3. Lack of Data Ordering:
- Hashing does not provide inherent data ordering. The hash function distributes data elements across the available storage locations randomly or based on the hash code.
- As a result, there is no natural ordering or sequencing of the data elements within the hash-based data structure.
- If the order of data elements is important for a particular application, additional mechanisms need to be implemented to maintain ordering.
4. Memory Overhead:
- Hashing can incur memory overhead, particularly in hash-based data structures like hash tables.
- Hash tables require additional memory to store the hash codes, pointers or references to data elements, and collision resolution structures.

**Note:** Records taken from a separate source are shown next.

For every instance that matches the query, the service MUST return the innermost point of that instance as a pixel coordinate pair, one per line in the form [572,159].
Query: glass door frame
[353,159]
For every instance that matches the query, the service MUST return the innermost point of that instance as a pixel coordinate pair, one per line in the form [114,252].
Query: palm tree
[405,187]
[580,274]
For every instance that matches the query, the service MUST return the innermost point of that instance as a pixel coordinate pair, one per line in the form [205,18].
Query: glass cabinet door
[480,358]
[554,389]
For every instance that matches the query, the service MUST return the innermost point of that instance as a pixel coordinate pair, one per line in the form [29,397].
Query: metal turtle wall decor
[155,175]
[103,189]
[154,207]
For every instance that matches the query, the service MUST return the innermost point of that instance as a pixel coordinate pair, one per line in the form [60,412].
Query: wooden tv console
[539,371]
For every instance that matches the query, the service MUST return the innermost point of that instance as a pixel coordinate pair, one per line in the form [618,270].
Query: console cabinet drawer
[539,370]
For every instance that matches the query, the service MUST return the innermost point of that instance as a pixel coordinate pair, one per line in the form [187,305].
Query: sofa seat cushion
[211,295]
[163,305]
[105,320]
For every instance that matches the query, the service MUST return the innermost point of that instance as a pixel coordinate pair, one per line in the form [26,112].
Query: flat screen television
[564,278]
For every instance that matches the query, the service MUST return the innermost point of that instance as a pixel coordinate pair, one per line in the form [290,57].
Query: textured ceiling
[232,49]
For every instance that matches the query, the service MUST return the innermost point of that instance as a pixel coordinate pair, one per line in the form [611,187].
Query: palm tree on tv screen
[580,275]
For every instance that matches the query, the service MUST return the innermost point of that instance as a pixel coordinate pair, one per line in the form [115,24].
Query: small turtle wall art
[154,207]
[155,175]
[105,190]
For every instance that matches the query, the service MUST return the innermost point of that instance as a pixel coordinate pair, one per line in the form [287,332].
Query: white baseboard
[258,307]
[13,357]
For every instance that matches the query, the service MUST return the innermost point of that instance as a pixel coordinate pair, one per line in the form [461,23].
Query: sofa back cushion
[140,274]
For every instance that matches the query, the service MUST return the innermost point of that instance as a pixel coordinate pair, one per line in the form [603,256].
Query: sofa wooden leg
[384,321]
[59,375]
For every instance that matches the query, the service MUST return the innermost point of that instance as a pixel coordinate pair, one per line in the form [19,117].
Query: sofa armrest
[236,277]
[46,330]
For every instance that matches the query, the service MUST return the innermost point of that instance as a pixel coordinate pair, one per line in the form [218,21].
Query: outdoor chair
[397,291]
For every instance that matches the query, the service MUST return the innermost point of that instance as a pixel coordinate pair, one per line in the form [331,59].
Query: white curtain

- The memory usage can increase further when dealing with a large number of elements or when handling collisions.
5. Limited Key Types:
- Hashing requires a suitable hash function that can handle the specific key type being hashed.
- Some hash functions are designed for specific data types, such as strings or integers, while others can handle a wider range of data types.
- The availability of hash functions for different key types can vary, limiting the flexibility of hashing for certain types of data.
6. Security Considerations:
- While hashing is valuable for data integrity checks and checksumming, it is not designed for cryptographic purposes.
- Hash functions like MD5 and SHA-1 have known vulnerabilities to collision attacks, making them unsuitable for security-sensitive applications.
- For cryptographic purposes, specialized hash functions like SHA-256, SHA-3, or HMAC should be used instead.
It's important to consider these disadvantages and limitations when applying hashing techniques. Understanding the characteristics and potential challenges associated with hashing helps in making informed decisions regarding the choice of hash functions, collision resolution strategies, and suitability for specific applications.